Kanada gibt deutschen Nazi zurück

Nach Jahrzehnten juristischer Gefechte erfüllt sich für Kanadas Justiz ein Wunsch: Der prominente deutsche Holocaust-Leugner Ernst Zündel soll in seine Heimat abgeschoben werden. Die Mannheimer Justiz erwartet den Neonazi-Senior mit Haftbefehl

VON ASTRID GEISLER

Die Justiz in Mannheim blickt dieser Tage mit besonderem Interesse auf Flüge aus Kanada. In einer der nächsten Maschinen soll ein prominenter Reisender sitzen, einer, den Ermittler schon seit Jahren gerne mit Handschellen begrüßen würden: Ernst Zündel, 65 Jahre, notorischer Holocaust-Leugner mit deutschem Pass. Nach jahrzehntelangen juristischen Auseinandersetzungen ordnete ein Bundesgericht in Ottawa vergangene Woche an, den Rechtsextremisten nach Deutschland auszufliegen. Zündel will laut seinem kanadischen Anwalt keine Rechtsmittel mehr gegen die Abschiebung einlegen.

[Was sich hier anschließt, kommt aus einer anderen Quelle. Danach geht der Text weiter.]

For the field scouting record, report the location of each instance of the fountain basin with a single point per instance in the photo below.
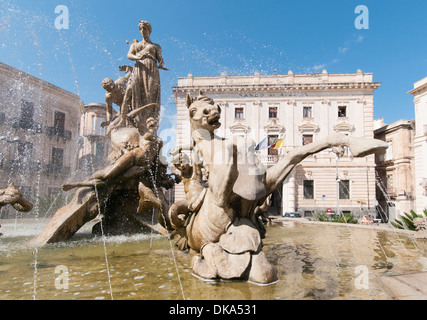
(315, 261)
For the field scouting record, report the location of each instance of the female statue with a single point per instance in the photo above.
(144, 85)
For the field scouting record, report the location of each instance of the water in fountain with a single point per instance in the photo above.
(140, 266)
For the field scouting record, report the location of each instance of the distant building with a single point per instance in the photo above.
(39, 133)
(95, 145)
(420, 143)
(299, 108)
(396, 168)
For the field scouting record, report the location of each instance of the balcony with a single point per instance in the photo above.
(59, 132)
(26, 124)
(54, 169)
(23, 166)
(100, 132)
(269, 159)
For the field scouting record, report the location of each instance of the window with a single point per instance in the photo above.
(238, 113)
(271, 140)
(100, 130)
(272, 113)
(99, 151)
(57, 158)
(342, 111)
(59, 122)
(308, 189)
(389, 182)
(27, 114)
(344, 189)
(307, 112)
(25, 152)
(389, 151)
(306, 139)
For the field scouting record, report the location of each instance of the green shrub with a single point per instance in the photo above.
(406, 221)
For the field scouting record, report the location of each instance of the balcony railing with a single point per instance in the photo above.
(26, 124)
(266, 159)
(57, 132)
(16, 166)
(57, 170)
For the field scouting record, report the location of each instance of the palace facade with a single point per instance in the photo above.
(299, 108)
(38, 134)
(420, 143)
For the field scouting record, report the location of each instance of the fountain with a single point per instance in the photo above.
(217, 229)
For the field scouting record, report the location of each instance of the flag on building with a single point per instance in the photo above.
(278, 144)
(263, 144)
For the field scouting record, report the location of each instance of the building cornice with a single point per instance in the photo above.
(290, 89)
(418, 90)
(16, 74)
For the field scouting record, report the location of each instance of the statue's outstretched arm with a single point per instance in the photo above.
(359, 147)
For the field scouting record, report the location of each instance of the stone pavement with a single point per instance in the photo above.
(411, 286)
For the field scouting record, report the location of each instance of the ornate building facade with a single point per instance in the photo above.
(298, 108)
(94, 144)
(420, 143)
(396, 167)
(38, 133)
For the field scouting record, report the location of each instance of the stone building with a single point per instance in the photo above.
(39, 133)
(94, 144)
(298, 108)
(420, 143)
(395, 167)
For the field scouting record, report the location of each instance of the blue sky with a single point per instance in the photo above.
(209, 37)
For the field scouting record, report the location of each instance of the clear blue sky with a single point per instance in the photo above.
(209, 37)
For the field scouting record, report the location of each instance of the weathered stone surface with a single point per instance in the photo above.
(262, 271)
(220, 224)
(241, 236)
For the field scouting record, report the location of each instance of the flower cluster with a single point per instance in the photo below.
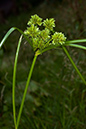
(42, 39)
(58, 38)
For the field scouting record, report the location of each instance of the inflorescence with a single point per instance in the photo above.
(43, 38)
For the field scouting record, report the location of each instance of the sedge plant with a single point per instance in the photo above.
(41, 36)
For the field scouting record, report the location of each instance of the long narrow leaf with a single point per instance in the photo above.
(6, 36)
(76, 41)
(10, 31)
(14, 80)
(76, 45)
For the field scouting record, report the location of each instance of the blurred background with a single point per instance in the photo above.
(56, 96)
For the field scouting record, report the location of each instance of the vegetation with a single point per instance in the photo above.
(50, 100)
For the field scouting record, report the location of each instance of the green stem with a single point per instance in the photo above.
(72, 62)
(14, 78)
(26, 88)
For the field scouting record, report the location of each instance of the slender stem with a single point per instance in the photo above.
(26, 88)
(14, 78)
(72, 62)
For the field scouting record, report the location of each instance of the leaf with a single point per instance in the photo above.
(78, 46)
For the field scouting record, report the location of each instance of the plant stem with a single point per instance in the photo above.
(26, 88)
(14, 78)
(72, 62)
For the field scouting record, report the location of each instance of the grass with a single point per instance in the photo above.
(54, 102)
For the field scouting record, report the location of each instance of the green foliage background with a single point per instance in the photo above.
(56, 96)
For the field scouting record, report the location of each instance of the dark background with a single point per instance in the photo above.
(56, 98)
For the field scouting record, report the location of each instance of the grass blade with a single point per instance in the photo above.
(6, 36)
(76, 41)
(10, 31)
(14, 79)
(76, 45)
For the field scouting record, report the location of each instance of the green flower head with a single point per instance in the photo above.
(36, 20)
(58, 38)
(41, 37)
(49, 23)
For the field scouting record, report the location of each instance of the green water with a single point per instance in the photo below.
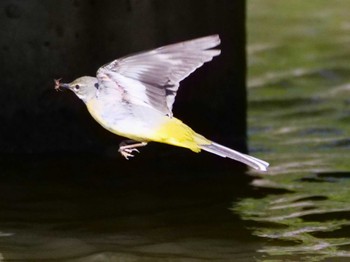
(95, 208)
(299, 118)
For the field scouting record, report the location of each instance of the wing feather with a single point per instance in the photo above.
(152, 78)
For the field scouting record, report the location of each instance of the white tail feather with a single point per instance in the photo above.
(233, 154)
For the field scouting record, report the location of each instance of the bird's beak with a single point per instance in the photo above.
(59, 85)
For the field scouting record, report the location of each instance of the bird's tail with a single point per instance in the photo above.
(223, 151)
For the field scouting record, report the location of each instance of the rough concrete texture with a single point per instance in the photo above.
(43, 40)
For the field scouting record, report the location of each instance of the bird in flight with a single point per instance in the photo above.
(133, 97)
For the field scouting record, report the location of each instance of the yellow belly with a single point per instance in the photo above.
(175, 132)
(169, 130)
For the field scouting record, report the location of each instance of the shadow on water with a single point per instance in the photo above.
(299, 112)
(92, 208)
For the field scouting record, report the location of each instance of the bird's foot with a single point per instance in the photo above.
(127, 150)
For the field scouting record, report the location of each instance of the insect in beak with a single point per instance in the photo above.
(58, 85)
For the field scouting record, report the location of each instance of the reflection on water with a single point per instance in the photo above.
(92, 208)
(299, 90)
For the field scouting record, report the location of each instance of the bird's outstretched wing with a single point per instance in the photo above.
(152, 78)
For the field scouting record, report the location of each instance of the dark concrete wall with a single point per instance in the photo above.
(43, 40)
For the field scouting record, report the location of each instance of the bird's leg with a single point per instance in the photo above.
(126, 149)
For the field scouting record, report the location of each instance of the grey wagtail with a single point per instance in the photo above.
(133, 97)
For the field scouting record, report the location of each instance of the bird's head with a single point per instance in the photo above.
(84, 87)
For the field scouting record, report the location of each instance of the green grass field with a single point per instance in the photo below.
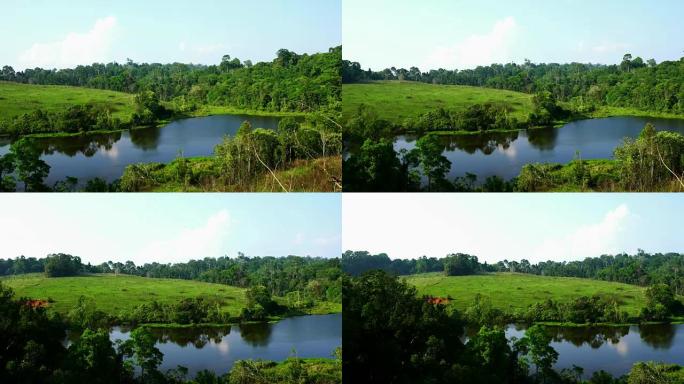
(113, 294)
(511, 291)
(17, 99)
(397, 100)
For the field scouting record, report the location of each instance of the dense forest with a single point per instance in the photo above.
(645, 85)
(291, 82)
(661, 273)
(641, 269)
(393, 336)
(34, 352)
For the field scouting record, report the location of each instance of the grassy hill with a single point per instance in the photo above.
(114, 293)
(511, 291)
(17, 99)
(396, 100)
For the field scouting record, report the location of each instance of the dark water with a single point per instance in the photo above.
(504, 154)
(613, 349)
(106, 155)
(217, 349)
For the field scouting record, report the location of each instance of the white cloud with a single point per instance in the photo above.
(204, 241)
(75, 49)
(474, 50)
(610, 48)
(586, 241)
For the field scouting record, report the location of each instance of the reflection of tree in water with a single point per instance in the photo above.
(486, 143)
(145, 138)
(198, 337)
(88, 145)
(658, 336)
(543, 139)
(257, 334)
(592, 336)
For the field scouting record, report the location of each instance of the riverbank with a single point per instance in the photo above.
(315, 175)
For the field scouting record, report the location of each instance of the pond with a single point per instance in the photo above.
(106, 155)
(613, 349)
(504, 154)
(217, 349)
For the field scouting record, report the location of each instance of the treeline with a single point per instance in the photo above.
(648, 86)
(291, 82)
(240, 160)
(393, 336)
(652, 162)
(279, 275)
(642, 269)
(34, 352)
(356, 263)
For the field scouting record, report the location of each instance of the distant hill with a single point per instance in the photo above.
(17, 99)
(397, 100)
(511, 291)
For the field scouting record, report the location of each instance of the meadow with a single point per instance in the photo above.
(116, 293)
(17, 99)
(512, 291)
(395, 100)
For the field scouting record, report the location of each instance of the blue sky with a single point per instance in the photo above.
(59, 33)
(536, 227)
(170, 227)
(463, 34)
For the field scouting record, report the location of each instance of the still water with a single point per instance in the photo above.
(106, 155)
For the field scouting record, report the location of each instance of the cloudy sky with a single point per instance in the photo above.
(61, 33)
(457, 34)
(537, 227)
(169, 227)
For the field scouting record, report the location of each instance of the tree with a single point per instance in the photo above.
(535, 347)
(29, 167)
(7, 181)
(92, 358)
(142, 350)
(433, 164)
(61, 264)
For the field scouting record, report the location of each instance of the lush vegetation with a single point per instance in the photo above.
(398, 102)
(645, 85)
(243, 162)
(291, 82)
(552, 94)
(642, 287)
(225, 290)
(391, 335)
(652, 162)
(18, 99)
(34, 352)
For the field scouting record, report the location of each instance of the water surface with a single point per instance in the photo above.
(217, 349)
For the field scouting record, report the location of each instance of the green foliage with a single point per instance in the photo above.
(61, 264)
(655, 373)
(376, 167)
(653, 87)
(535, 349)
(661, 303)
(291, 82)
(29, 168)
(392, 336)
(403, 103)
(526, 296)
(651, 160)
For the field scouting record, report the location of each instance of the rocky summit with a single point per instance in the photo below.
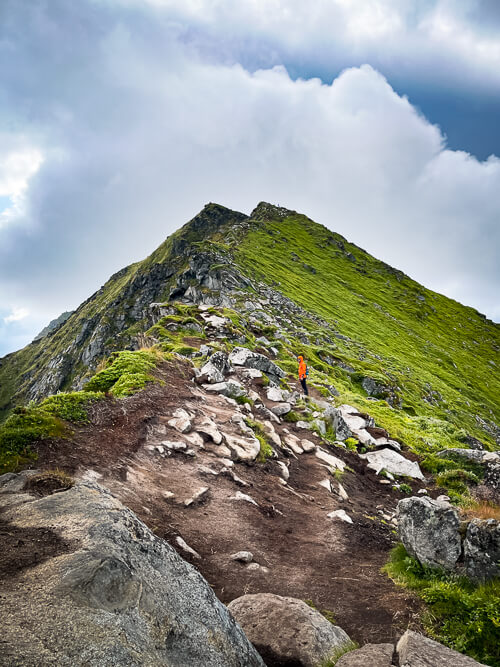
(170, 496)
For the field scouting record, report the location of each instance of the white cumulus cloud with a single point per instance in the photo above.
(16, 315)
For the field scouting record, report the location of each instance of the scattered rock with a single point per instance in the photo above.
(242, 356)
(243, 448)
(429, 531)
(285, 473)
(482, 549)
(476, 455)
(231, 388)
(340, 514)
(251, 373)
(173, 445)
(308, 446)
(185, 547)
(277, 395)
(325, 483)
(370, 655)
(271, 433)
(198, 497)
(343, 492)
(393, 462)
(209, 431)
(242, 556)
(415, 650)
(281, 409)
(293, 443)
(257, 568)
(329, 459)
(215, 370)
(243, 496)
(287, 631)
(98, 601)
(320, 425)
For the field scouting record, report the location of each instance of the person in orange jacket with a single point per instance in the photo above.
(303, 373)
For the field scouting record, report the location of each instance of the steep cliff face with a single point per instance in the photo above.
(368, 327)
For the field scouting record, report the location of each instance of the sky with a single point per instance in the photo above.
(121, 119)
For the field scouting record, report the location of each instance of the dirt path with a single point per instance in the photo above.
(333, 564)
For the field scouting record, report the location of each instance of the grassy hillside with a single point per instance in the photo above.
(441, 357)
(433, 362)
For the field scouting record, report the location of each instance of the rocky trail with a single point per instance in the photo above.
(182, 457)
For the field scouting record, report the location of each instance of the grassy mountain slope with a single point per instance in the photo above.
(433, 360)
(441, 357)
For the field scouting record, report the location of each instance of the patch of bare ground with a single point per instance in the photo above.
(306, 555)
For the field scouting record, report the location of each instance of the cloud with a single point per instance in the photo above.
(16, 315)
(138, 129)
(18, 163)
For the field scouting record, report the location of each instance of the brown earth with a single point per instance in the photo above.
(334, 565)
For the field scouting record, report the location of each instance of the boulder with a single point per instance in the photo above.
(209, 431)
(270, 431)
(393, 462)
(243, 448)
(110, 593)
(329, 459)
(308, 446)
(429, 531)
(277, 395)
(281, 409)
(370, 655)
(320, 425)
(286, 631)
(415, 650)
(242, 556)
(482, 549)
(242, 356)
(340, 514)
(364, 437)
(181, 421)
(476, 455)
(231, 388)
(215, 370)
(293, 443)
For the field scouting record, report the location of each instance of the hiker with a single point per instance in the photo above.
(303, 373)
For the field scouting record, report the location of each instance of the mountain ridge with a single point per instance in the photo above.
(382, 321)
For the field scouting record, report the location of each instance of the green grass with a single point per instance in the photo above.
(395, 336)
(71, 406)
(460, 614)
(125, 373)
(21, 429)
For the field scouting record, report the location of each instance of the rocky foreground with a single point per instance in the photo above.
(91, 585)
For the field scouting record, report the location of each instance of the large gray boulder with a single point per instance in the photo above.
(429, 530)
(370, 655)
(111, 592)
(393, 462)
(215, 370)
(482, 549)
(286, 631)
(415, 650)
(242, 356)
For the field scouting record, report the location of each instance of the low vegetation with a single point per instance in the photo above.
(460, 614)
(125, 373)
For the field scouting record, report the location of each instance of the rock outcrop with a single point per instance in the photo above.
(429, 530)
(415, 650)
(286, 631)
(115, 595)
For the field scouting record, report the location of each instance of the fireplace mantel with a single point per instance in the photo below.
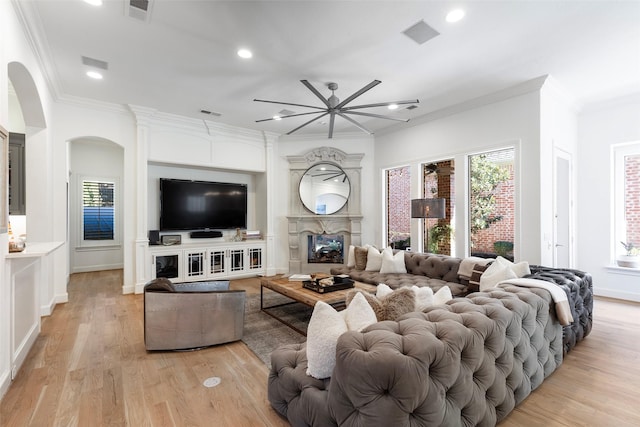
(302, 222)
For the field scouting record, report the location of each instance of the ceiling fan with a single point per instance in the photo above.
(334, 107)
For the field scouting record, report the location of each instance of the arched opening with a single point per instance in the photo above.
(96, 178)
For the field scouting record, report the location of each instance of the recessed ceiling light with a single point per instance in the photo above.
(455, 15)
(94, 75)
(245, 53)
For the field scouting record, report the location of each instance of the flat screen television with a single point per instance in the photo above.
(201, 205)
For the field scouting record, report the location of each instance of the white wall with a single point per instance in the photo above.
(511, 120)
(599, 128)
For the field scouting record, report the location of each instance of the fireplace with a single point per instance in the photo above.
(325, 248)
(317, 241)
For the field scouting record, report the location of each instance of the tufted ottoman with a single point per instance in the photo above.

Deutschland hat zwar keinen Auslieferungsantrag für Zündel gestellt, wie das Berliner Justizministerium gestern mitteilte. Allerdings gibt es seit Jahren einen Haftbefehl der Mannheimer Justiz gegen Zündel wegen Volksverhetzung. Wann der Rechtsextremist in Deutschland landen wird, sei den Ermittlungsbehörden nicht bekannt, sagte eine Sprecherin der Mannheimer Staatsanwaltschaft gestern der taz. Fest stehe aber: Zündel wandert hinter Gitter, sobald er deutschen Boden erreicht. Es spreche zudem „einiges dafür“, dass ihm in Mannheim auch der Prozess gemacht werde.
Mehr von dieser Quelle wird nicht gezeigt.